I have a list of words, fairly small about 1000 or so. I want to check if any of the words in that list occur in an input text. If so I would like know which ones occur. The input text is a few hundred words each and these are text paragraphs from the web - meaning there a lot of them from different sites. I am trying to find the best algorithm for it.
I can see two obvious ways to do this --
A brute force way of searching for each word from the list in the text.
Create a hash table of words from the input text and then search for each word from the list in the hash table. This is fast.
Is there a better solution?
I am using python though I am not sure if that changes the algorithm anyway.

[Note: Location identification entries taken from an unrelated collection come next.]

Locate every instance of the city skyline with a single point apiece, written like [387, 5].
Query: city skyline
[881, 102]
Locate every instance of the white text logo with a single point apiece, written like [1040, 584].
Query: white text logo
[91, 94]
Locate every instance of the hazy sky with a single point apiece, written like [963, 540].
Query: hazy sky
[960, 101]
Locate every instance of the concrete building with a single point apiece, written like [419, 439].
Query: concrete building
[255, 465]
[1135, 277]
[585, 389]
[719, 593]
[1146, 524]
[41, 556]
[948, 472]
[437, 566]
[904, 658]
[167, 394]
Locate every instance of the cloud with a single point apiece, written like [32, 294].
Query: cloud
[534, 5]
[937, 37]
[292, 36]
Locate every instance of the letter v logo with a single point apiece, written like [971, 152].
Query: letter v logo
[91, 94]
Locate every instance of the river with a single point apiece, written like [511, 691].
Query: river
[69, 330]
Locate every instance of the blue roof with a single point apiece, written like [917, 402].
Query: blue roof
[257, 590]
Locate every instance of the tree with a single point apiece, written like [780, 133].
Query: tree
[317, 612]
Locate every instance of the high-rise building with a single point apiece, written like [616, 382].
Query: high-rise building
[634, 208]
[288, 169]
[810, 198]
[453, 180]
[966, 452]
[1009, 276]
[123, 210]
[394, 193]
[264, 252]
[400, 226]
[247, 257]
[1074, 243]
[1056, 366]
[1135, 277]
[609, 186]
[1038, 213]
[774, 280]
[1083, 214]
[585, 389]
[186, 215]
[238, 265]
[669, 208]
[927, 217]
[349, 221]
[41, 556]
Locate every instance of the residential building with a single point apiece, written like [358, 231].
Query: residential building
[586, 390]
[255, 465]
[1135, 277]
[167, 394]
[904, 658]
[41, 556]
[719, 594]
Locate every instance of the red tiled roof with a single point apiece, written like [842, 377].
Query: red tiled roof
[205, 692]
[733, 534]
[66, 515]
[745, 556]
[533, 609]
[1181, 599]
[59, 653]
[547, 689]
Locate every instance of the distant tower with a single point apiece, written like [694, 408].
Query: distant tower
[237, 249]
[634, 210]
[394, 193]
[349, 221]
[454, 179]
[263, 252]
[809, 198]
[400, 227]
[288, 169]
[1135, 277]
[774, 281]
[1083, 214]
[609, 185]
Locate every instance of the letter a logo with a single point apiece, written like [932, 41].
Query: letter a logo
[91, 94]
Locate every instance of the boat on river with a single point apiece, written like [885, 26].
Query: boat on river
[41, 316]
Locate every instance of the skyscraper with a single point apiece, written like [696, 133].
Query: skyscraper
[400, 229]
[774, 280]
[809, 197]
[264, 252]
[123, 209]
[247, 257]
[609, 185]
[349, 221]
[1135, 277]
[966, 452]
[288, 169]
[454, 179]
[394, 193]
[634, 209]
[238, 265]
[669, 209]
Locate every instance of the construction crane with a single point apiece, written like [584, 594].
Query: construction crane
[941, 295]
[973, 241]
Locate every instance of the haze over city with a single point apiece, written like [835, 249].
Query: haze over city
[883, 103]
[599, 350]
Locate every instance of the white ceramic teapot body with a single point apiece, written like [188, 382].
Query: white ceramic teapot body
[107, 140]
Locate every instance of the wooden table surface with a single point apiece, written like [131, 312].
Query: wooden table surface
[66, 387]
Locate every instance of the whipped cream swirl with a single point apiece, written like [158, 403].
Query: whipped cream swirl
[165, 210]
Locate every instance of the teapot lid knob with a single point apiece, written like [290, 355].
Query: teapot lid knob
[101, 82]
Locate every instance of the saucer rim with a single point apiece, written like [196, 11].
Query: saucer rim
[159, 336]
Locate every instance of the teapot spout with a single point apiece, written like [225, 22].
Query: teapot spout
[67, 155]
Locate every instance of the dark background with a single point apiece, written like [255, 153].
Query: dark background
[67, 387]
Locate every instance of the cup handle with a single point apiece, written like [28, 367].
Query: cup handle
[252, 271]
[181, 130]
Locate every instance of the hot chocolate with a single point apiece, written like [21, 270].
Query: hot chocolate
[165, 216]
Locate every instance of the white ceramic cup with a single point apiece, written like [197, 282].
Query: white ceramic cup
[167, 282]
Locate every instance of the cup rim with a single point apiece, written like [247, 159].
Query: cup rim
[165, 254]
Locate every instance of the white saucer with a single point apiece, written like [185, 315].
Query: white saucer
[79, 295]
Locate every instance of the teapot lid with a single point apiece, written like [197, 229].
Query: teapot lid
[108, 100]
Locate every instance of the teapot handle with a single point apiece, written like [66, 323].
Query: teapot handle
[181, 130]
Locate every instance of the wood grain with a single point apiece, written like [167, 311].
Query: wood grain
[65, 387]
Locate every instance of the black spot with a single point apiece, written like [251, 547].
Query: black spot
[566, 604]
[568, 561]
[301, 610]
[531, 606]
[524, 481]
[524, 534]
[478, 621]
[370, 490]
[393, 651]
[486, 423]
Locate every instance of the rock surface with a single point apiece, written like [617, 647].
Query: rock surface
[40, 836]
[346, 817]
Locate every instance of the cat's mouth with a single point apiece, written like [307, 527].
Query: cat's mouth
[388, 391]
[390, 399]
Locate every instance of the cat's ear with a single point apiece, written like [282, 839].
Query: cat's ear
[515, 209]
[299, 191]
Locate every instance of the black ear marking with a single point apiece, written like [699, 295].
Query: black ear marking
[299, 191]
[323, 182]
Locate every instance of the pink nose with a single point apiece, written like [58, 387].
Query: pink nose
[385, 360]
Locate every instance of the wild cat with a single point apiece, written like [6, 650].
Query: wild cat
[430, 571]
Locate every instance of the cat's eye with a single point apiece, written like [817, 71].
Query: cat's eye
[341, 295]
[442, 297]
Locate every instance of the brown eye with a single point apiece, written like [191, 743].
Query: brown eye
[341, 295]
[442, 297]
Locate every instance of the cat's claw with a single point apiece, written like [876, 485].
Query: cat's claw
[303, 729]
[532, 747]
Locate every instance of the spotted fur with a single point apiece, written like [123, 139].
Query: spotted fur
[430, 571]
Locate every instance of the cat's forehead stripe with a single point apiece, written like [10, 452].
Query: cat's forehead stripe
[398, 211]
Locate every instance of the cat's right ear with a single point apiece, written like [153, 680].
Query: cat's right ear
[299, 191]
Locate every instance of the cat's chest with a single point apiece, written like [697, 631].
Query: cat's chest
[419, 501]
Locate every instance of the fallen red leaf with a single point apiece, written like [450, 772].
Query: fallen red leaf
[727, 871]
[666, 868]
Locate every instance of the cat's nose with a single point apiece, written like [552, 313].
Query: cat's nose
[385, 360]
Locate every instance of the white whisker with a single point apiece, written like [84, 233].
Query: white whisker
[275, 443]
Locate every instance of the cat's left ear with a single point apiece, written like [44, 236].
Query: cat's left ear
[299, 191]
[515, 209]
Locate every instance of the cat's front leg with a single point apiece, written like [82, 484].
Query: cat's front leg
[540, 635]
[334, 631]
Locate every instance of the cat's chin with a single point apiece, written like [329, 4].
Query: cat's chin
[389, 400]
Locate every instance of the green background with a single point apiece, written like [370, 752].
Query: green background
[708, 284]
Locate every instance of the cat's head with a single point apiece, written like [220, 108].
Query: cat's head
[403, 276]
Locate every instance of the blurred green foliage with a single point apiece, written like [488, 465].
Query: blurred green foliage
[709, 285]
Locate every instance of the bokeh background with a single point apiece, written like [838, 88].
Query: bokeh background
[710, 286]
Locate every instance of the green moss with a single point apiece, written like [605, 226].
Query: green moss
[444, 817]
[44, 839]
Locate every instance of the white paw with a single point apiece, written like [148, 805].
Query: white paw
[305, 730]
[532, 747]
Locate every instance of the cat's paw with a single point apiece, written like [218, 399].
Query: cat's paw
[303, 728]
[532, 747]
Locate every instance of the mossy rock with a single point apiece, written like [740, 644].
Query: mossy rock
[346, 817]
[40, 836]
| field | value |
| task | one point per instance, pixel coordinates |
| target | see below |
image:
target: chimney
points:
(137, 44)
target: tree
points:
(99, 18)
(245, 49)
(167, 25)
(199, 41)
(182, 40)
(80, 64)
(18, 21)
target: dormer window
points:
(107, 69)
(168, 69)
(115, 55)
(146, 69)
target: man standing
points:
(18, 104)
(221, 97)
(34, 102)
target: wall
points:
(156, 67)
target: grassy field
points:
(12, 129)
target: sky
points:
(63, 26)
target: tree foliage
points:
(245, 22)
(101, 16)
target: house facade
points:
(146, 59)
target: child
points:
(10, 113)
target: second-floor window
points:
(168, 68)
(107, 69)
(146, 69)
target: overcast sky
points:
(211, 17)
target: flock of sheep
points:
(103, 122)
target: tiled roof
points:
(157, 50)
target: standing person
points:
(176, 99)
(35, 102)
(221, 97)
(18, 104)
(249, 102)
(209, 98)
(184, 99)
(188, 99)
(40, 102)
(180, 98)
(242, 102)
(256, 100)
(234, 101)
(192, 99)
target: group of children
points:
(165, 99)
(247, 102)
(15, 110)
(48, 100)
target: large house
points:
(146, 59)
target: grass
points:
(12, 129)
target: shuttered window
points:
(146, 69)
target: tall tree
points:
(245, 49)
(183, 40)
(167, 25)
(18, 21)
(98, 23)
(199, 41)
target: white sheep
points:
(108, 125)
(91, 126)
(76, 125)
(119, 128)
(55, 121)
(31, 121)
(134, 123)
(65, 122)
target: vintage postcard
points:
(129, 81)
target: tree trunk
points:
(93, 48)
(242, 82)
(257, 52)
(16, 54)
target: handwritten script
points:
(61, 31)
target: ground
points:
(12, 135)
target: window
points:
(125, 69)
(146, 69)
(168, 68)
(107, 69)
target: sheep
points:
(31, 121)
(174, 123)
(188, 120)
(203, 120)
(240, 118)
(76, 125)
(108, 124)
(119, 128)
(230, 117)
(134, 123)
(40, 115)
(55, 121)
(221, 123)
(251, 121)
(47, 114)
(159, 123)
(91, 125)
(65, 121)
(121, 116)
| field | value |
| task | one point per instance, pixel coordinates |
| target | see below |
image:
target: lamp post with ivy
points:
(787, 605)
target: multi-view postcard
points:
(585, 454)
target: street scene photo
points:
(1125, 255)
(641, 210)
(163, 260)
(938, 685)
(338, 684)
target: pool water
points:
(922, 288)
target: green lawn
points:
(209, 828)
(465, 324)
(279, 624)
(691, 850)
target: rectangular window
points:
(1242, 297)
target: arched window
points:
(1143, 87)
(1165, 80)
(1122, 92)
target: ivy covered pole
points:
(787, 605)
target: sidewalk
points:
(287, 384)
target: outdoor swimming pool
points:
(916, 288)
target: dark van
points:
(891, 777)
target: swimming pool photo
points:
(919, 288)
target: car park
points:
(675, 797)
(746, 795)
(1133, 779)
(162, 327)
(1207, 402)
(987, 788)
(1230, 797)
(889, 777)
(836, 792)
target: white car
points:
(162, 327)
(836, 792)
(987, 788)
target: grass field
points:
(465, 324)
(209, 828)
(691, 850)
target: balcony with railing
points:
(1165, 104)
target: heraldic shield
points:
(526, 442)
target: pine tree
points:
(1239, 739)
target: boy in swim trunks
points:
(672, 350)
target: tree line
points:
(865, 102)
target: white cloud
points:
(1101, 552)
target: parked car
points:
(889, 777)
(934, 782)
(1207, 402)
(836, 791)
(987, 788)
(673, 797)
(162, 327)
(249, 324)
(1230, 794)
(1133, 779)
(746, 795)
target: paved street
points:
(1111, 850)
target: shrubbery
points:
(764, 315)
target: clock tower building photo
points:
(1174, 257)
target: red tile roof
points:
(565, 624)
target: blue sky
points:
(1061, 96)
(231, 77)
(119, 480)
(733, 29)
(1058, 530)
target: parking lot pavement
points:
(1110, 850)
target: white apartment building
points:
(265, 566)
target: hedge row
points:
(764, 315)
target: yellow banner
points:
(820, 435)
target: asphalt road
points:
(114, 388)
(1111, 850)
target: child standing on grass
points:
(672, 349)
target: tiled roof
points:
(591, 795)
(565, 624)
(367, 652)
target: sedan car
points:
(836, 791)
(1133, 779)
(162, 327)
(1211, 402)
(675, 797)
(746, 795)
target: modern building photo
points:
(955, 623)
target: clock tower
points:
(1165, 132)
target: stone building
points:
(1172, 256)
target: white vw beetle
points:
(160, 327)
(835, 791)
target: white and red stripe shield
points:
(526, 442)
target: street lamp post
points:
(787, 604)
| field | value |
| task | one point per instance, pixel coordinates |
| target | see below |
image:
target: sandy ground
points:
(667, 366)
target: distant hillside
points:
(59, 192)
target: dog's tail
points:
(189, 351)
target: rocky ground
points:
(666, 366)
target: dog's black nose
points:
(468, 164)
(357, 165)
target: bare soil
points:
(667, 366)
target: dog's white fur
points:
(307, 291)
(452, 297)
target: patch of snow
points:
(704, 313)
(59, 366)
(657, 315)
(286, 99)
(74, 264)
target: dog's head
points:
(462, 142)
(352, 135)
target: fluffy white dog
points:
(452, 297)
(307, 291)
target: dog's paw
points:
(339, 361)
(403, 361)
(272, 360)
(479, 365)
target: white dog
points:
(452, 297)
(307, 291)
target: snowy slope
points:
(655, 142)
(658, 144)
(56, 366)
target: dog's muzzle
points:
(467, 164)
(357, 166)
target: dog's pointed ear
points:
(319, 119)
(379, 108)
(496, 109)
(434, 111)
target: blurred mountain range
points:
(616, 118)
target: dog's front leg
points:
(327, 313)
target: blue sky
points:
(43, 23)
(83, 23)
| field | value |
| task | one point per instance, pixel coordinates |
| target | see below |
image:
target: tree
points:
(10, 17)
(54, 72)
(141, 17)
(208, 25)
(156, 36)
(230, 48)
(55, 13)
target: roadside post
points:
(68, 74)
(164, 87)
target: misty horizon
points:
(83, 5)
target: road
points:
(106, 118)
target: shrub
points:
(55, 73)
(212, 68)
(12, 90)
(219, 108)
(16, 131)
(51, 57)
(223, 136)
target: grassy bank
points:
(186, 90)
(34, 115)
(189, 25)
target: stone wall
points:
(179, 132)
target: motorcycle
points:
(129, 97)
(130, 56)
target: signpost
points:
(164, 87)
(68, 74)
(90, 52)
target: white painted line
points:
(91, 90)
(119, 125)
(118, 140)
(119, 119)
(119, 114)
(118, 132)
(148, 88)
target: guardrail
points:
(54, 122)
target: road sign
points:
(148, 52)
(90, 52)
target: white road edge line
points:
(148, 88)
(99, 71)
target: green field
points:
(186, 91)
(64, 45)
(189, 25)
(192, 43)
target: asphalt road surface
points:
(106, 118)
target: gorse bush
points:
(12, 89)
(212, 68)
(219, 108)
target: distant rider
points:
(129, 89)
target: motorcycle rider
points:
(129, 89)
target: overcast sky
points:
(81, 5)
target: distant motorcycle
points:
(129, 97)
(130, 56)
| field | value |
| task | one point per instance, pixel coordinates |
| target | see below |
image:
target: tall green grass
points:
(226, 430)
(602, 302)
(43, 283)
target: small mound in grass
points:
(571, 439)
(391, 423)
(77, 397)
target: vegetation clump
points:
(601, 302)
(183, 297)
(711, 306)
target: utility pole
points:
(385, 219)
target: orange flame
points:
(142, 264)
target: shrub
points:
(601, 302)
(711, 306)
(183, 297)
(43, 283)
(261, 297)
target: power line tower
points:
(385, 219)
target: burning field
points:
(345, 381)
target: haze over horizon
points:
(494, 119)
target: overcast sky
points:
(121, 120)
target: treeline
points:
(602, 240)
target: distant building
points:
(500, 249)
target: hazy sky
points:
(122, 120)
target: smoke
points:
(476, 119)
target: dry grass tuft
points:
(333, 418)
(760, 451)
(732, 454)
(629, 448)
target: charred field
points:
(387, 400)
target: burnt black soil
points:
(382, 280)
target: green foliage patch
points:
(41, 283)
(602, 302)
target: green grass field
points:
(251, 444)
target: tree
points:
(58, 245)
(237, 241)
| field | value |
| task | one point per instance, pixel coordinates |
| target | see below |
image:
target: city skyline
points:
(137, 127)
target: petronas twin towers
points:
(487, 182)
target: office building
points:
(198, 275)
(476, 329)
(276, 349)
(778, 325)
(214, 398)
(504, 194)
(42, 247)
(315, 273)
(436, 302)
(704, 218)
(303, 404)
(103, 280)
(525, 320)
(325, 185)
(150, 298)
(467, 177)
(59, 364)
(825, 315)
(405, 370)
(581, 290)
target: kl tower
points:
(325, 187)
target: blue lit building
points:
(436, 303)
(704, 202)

Also as an optimization to the solution 2 above, I would like to store the hash table generated to persistent storage (DB) so that if the list of words changes I can re-use the hash table without having to create it again. Of course if the input text changes I have to generate the hash table. Is it possible to save a hash table to a DB? Any recommendations? I am currently using MongoDB for my project and I can only store json documents in it. I am a new to MongoDB and have only just started working with it and still do not fully understand the full potential of it.
I have searched SO and see two questions along similar lines and one of them suggests a hash table but I would like to get any pointers towards the optimization I have in mind.
Here are the previously asked questions on SO -
Is there an efficient algorithm to perform inverted full text search?
Searching a large list of words in another large list
EDIT: I just found another question on SO which is about the same problem.
Algorithm for multiple word matching in text
I guess there is no better solution than a hash table. But I would really like to optimize it so that changes to the word list can let me run the algorithm on all the text I have stored up quickly. Should I change the tags added to the question to also include some database technologies?